# Leftover turkey tags, huh?



## Treehugnhuntr (Sep 7, 2007)

So, I go to buy an OTC leftover turkey permit this morning and it says that if I pick up a LEFTOVER permit, that I will lose my 5 turkey bonus points? Anone else see this as a little screwy?


----------



## InvaderZim (Sep 7, 2007)

I'm glad you posted this!

I was gonna go buy myself a leftover southern tag, you know, just to have on hand.

But I **** sure aint gonna give up me points for a "general season" tag!

WTF DWR?



> Once you draw a turkey permit or purchase a remaining permit, you surrender any bonus points you've accumulated. You'll start earning bonus points again the next time you're eligible to apply for a turkey permit and are unsuccessful in that year's drawing.
> Waiting periods


----------



## svmoose (Feb 28, 2008)

What is the waiting period for turkey?


----------



## InvaderZim (Sep 7, 2007)

svmoose said:


> What is the waiting period for turkey?


No waiting period in 09.

To me this is akin to losing your Limited Entry Deer points if you purchase a northen region buck tag! Crazy!


----------



## bowhunter76 (Sep 10, 2007)

This really bites that they will take your points.

I call the division thinking it was a typo and they said that it is considered to be a limited entry hunt.

How do you have over 3000 tags left over and be a limited entry hunt. 
Isn't any hunt you do in Utah a limited entry then? There are only a limited number of permits for any hunt you would like to do. You get to keep your points for the second choice on the general season hunt.


----------



## torowy (Jun 19, 2008)

I know, I was mad about this. I called the dwr about a week ago to ask this very question, and the girl there told me that my points would not be affected.

I decided to try it anyway. I don't think my transaction went through though. The site kept crashing.


----------



## Matt B (Sep 10, 2007)

I'm glad I'm not the only one who thought this was screwy. So if they go over the counter. Will that eliminate the need for points? 

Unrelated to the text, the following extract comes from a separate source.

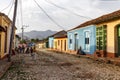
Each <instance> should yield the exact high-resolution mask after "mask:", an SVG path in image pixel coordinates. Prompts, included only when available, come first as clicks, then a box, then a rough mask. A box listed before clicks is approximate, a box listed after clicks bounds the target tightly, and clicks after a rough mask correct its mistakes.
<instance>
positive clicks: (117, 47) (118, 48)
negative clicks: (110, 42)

I figured by the time May came around, they would be wise to the ways of the hunter. I

_O\


----------



## proutdoors (Sep 24, 2007)

Matt B said:


> I'm glad I'm not the only one who thought this was screwy. So if they go over the counter. Will that eliminate the need for points?
> 
> I figured by the time May came around, they would be wise to the ways of the hunter. I
> 
> _O\


I believe the region wide tags will be over the counter next year, but the A and B tags on most units will remain LE. So turkey points are going to be around for a while yet IMHO.


----------



## 280Remington (Jun 2, 2008)

They are over the counter now. Why in the hell do you think you can walk in and buy tags over the counter? I seriously doubt the definition of "Limited Entry" tag means a surplus of 2,500 tags that they couldn't sell. Another example of the DWR trying to screw the hunter. Why would anyone give up their bonus points to buy one of these?


----------



## stillhuntin (Feb 14, 2008)

The _other _hunts are LE. But unlike Deer and Elk you can't draw a general tag and keep your points :? I too don't get it. But, I/we are saving our points for the hunt we want; and it ain't a region wide.


----------



## Mojo1 (Sep 8, 2007)

Yet another reason I skip the turkey hunt in Utah!


----------